Of course, once I tagged Gershwin with the provocative label "klezmer," I complicated the issue. Not all Jewish music is "klezmer." The Jewish musical tradition extends over thousands of years and styles, including not only Torah chant and cantorial singing but also the music few American Jews recognize, like Bukharan and Ethiopian. These days, the word klezmer usually signifies a few 19th Century Eastern European dance styles. Any association with purveyors of American "show tunes" like Gershwin's will horrify some folks. Most klezmer bands routinely perform show tunes – but only from the Yiddish theater. Apparently, being sung in Yiddish certifies these songs as "authentic".
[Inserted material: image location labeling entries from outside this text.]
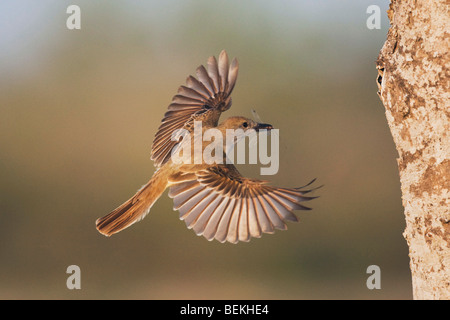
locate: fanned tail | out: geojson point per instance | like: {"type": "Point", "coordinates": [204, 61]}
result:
{"type": "Point", "coordinates": [134, 209]}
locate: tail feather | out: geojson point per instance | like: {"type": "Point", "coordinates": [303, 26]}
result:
{"type": "Point", "coordinates": [134, 209]}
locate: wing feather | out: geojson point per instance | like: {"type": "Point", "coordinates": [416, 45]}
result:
{"type": "Point", "coordinates": [200, 99]}
{"type": "Point", "coordinates": [221, 204]}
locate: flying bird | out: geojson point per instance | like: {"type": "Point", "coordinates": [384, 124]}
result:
{"type": "Point", "coordinates": [214, 200]}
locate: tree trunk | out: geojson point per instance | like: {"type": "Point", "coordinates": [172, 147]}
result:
{"type": "Point", "coordinates": [413, 80]}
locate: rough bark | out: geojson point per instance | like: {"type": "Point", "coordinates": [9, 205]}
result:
{"type": "Point", "coordinates": [413, 79]}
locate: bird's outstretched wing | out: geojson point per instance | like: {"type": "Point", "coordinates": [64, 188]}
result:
{"type": "Point", "coordinates": [202, 99]}
{"type": "Point", "coordinates": [219, 203]}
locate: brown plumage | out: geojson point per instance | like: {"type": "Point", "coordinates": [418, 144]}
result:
{"type": "Point", "coordinates": [216, 201]}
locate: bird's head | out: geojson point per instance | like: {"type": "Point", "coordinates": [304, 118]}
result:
{"type": "Point", "coordinates": [244, 124]}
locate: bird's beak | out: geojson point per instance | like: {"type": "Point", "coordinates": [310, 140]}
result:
{"type": "Point", "coordinates": [261, 126]}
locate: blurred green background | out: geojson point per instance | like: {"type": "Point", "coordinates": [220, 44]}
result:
{"type": "Point", "coordinates": [78, 112]}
But originally, a klezmer is a person; in Hebrew, an instrument of song—in other words, a musician. Klezmers play all kinds of gigs. They play their own core Jewish styles, but also perform other music an audience will pay to hear, whether polkas, Romany (so-called "gypsy") music, or for that matter, show tunes – just as rock bands at weddings play Hava Nagilah and The Hokey Pokey. In our generation, American musicians began to reconstruct the almost-lost music 19th Century Eastern European klezmers played at Jewish events. Then people began to use the word klezmer as an adjective to describe a musical style.
So, a klezmer is a person. So what? Does that make George Gershwin a "klezmer?" I'm not going to repeat the show here. Enjoy, and judge for yourself.